The first line shows the 1‑, 5‑, and 15‑minute load averages; values exceeding the number of CPU cores indicate saturation. The second line lists task states (running, sleeping, stopped, zombie). Subsequent lines break down CPU usage into user (us), system (sy), nice (ni), idle (id), iowait (wa), irq (hi), softirq (si), and steal (st), each with specific meanings for performance analysis.

High user% often points to a single process consuming CPU, which can be identified with top and further investigated using perf. Elevated system% may signal heavy I/O or kernel issues. High nice% usually reflects intentional priority lowering. High iowait% indicates slow I/O or bottlenecked devices. Excessive irq/softirq% suggests hardware interrupt problems, while high steal% can reveal over‑committed virtual CPUs.

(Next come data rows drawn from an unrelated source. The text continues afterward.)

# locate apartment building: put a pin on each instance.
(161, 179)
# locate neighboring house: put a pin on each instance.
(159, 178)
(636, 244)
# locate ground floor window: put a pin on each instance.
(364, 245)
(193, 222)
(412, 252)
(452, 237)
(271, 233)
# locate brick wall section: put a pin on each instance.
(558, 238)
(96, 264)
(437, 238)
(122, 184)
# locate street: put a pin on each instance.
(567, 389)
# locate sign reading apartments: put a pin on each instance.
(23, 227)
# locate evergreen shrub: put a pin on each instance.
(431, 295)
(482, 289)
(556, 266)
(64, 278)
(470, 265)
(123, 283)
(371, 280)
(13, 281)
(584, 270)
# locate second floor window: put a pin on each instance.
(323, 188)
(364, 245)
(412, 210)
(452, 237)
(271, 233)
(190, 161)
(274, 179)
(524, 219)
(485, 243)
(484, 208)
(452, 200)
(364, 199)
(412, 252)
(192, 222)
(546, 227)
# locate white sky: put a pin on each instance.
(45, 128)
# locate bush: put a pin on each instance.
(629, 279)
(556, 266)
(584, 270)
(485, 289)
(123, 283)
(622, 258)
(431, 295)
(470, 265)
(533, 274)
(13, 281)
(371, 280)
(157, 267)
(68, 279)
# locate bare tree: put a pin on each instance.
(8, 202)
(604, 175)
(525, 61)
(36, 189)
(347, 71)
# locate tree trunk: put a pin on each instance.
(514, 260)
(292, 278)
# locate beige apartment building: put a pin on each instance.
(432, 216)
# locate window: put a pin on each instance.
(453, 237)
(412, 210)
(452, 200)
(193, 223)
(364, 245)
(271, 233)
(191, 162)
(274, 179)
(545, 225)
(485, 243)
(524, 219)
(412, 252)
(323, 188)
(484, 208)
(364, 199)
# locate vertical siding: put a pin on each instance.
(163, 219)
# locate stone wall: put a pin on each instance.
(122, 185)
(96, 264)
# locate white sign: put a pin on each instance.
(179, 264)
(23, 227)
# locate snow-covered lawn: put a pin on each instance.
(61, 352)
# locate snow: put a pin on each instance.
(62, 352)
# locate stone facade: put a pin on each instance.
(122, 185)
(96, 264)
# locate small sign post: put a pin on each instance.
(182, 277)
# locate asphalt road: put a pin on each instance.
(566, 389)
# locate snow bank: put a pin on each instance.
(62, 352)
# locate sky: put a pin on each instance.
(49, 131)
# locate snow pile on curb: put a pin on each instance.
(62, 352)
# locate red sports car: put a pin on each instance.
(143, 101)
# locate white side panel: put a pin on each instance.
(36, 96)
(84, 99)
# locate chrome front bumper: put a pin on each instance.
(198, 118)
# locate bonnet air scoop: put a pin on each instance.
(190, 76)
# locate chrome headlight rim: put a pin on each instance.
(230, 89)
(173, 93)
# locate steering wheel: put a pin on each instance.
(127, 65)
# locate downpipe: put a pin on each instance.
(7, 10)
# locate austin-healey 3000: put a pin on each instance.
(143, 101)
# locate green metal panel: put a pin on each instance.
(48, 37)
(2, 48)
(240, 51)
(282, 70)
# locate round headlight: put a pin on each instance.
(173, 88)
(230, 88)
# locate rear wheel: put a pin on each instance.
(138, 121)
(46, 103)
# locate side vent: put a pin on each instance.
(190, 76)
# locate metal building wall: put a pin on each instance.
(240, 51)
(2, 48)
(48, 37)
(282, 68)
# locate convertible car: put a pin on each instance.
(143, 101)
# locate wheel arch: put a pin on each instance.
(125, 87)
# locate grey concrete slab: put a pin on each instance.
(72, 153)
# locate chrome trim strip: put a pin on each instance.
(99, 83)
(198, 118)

The fourth and fifth lines display physical and virtual memory statistics, distinguishing Buffers (raw disk metadata) from Cached (file data). The newer avail Mem approximates free memory without swapping. Frequent swap in/out signals memory pressure.

1.2 vmstat

vmstat

provides a compact view of processes, memory, paging, block I/O, and CPU activity. Fields such as r (runnable processes) and b (uninterruptible sleep) help gauge load, while swpd, buff, and cache mirror memory usage. Disk I/O is shown via bi / bo (blocks in/out) and in / cs (interrupts/context switches).

1.3 pidstat

pidstat

offers per‑process statistics. The -t flag expands output to thread‑level details. Useful columns include -r (minor and major page faults), -s (stack usage), -u (CPU usage), and -w (context switches). Filtering by command name can be done with -C "pattern" -l, e.g., pidstat -w -t -C "ailaw" -l.

1.4 Other Tools

For per‑CPU load balance, mpstat -P ALL 1 shows each core’s utilization. htop provides an interactive, colorized view, while ps axjf displays a detailed process tree.

2. Disk I/O

2.1 iostat

iostat -xz 1

(or sar -d 1) reports key disk metrics: avgqu-sz (average queue length), await / r_await / w_await (average I/O wait time), svctm (service time), and %util (device utilization). Values above thresholds (e.g., %util > 60 %) indicate potential bottlenecks.

3. Network

3.1 netstat

netstat -s

summarizes protocol statistics since boot. For live connection info, use options such as -antp (all TCP connections) and -nltp (listening TCP sockets).

3.2 sar

The sar utility can monitor network activity; sar -n TCP,ETCP 1 shows TCP metrics like active/s (outgoing connections), passive/s (incoming connections), retrans/s (retransmissions), and isegerr/s (receive errors). sar -n UDP 1 reports UDP statistics such as noport/s (datagrams without a listening port) and idgmerr/s (undeliverable datagrams).

3.3 tcpdump

tcpdump

captures raw packets for offline analysis with Wireshark. It supports extensive filtering (interface, host, port, protocol) and can limit file size with -C / -W. Captured packets include timestamps, enabling precise reconstruction of connection sequences.